Trio in G minor for 2 violins & piano (1883)*
Menuetto in D minor (1885)
Menuetto in F major for 2 violins and piano (1883)*
Andante – Adagio – Allegro maestoso (1885)
Piano Trio in A minor (1884)
Moderato in A minor (1885)
Allegro in C major (1885)
Allegro in D major (1886)
Andantino in A major (1886)
Piano Trio in A minor (1886)
Jaakko Kuusisto (violin), Satu Vänstä (violin)*, Marko Ylönen (cello), Folke Gräsbeck
Rec 5-7 April 2002, Danderyd Gramar School, Sweden
BIS CD-1282 [72.18]


This first release of early piano trio music by Sibelius marks volume 52, no less, of BIS’s complete Sibelius edition. On the grounds that any offering by a major composer is worthy of interest, these charming and sometimes delightful pieces enhance our awareness of one of the greatest and most original masters of all time. That said, anyone exploring this compilation in the hope of uncovering a major and neglected masterpiece is going to be disappointed. For the best that can be said of this music is that it is charming and entertaining.

Not that there is much wrong with being charming and entertaining. At every stage of his career Sibelius produced charming lighter music, and these pieces written as he left his teens and entered his twenties reveal a young composer with a natural technique and inventiveness. You would never guess, however, that you were listening to Sibelius the great symphonist. Try any track at random and the point will be clear. The style is a mixture of two components: neo-classicism and a ‘palm court’ charm.
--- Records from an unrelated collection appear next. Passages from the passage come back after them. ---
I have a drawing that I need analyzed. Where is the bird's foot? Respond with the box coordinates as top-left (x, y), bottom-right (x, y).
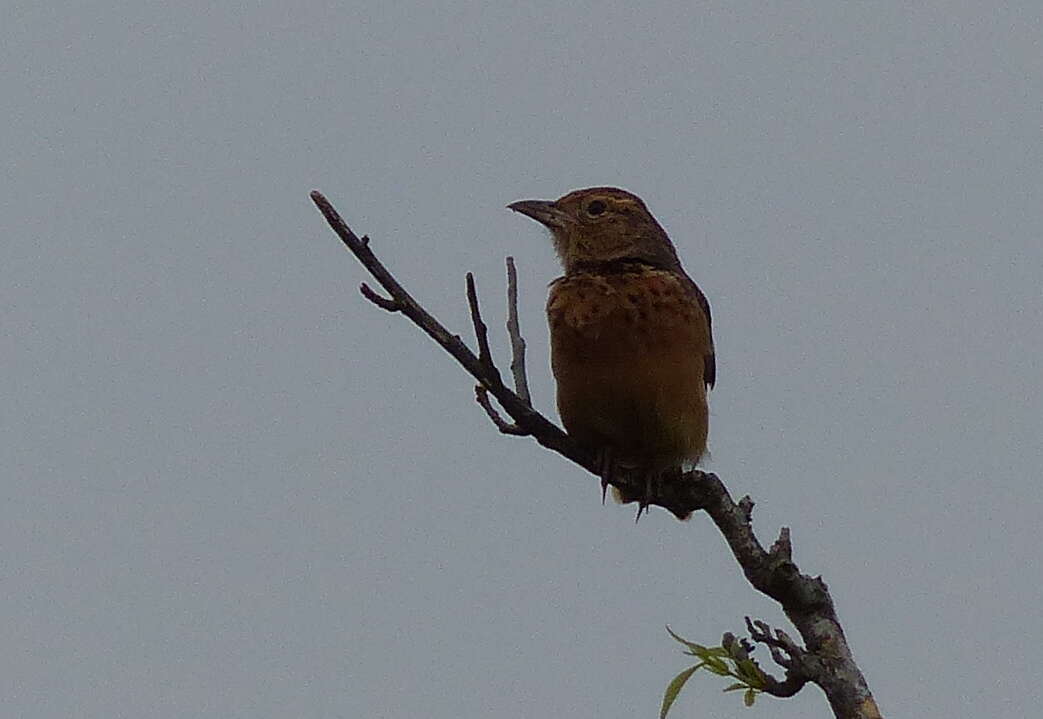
top-left (634, 472), bottom-right (662, 524)
top-left (598, 447), bottom-right (615, 506)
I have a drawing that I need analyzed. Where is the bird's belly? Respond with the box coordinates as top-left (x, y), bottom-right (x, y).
top-left (551, 307), bottom-right (707, 469)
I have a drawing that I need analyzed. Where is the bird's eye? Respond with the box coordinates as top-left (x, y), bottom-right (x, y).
top-left (587, 199), bottom-right (607, 217)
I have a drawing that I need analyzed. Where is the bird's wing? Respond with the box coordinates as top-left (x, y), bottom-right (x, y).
top-left (692, 282), bottom-right (717, 388)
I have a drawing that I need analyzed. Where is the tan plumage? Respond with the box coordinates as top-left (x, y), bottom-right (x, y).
top-left (509, 188), bottom-right (717, 511)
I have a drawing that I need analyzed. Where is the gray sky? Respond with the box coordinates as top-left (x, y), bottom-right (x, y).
top-left (0, 0), bottom-right (1043, 719)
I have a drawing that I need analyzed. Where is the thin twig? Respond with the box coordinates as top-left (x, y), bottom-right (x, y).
top-left (475, 384), bottom-right (529, 437)
top-left (507, 257), bottom-right (532, 407)
top-left (359, 283), bottom-right (402, 312)
top-left (467, 272), bottom-right (500, 376)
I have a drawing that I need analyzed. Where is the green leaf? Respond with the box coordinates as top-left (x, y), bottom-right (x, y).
top-left (659, 664), bottom-right (702, 719)
top-left (702, 654), bottom-right (732, 676)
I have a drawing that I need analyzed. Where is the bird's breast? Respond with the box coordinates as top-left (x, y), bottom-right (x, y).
top-left (547, 267), bottom-right (711, 466)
As a typical example try track 4, the F major Minuet from 1883. All the music dates from the middle years of the 1880s, when Sibelius was very much an apprentice composer. The influence of Vienna was strong, as the biographies tell us. But here the evidence is there in the music, which is pure 18th century entertainment music in style. During the next decade Sibelius would cast off these limitations and have the courage to be his own man.

The playing and recording are both exemplary. The latter is held at a rather high level, and as always from this company the quality and clarity of sound are admirable. The documentation is thorough, too, which itself is particularly helpful because the music is otherwise unknown: these are world premiere recordings. None of the pieces recorded here comes into the ‘masterpiece’ category. But they are delightfully judged and full of vitality. Anyone with a musically enquiring mind will find this disc stimulating and approachable. On the other hand, there is no chance that the listening experience will change your life, since the great composer had not yet emerged.